Windmill’s fortunes set to turn


It is one of the Jerusalem's most famous landmarks and a symbol of British Jewry's long-standing links with the Land of Israel.

The windmill built at the instigation of Sir Moses Montefiore in 1857 to provide cheaper bread for poor Jews actually worked only for a short time.

But now its sails may turn again as part of a renovation of the neighbourhood planned to celebrate 150 years of British Jewish investment in Israel's capital city the year after next.

On Monday night, Jerusalem Foundation UK launched its "Jerusalem 2010" campaign which will include a programme of arts, education and events as well as a £15-million appeal.
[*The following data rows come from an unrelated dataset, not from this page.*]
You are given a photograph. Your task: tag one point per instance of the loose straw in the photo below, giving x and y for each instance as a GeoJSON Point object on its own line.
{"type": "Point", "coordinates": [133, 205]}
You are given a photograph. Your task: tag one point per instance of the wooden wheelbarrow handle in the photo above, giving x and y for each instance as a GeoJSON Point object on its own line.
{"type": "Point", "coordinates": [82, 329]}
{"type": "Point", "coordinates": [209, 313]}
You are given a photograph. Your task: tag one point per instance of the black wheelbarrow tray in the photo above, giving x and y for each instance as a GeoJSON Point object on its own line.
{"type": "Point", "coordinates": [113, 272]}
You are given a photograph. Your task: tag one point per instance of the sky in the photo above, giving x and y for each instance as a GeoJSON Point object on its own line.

One of the listed projects is to open a museum dedicated to the life and work of Sir Moses at Mishkenot Sha'ananim, the site overlooked by the windmill and of historic significance not only to the Jews of Britain. Completed in 1860, it was the first Jewish settlement built outside the Old City walls and hence a precursor of practical Zionism.

At a candlelit launch of the campaign at Bevis Marks Synagogue in the City of London, descendants of Sir Moses and supporters of the foundation signed a commemorative scroll as a "declaration of renewed commitment to British Jewry's attachment to Jerusalem", said the charity's chairman Martin Paisner.

In 40 years since the Jerusalem Foundation was founded by the city's most famous mayor, Teddy Kollek, British donors have contributed close to £100 million, Mr Paisner noted.

Mishkenot Sha'ananim - which means "peaceful dwellings" - was left stranded in no-man's land between 1948 and 1967. It subsequently became an artists' guesthouse and home of the Jerusalem Music Centre, alma mater of the Jerusalem Quartet who played at the campaign launch.

The windmill was originally constructed by a firm of Canterbury engineers. In 1858 the JC reported: "Before the rainy season set in, it was prophesied that the heavy rains... would wash it away: and when the mill was found to have passed through the stormy season in no way injured, it was pronounced to be the work of Satan."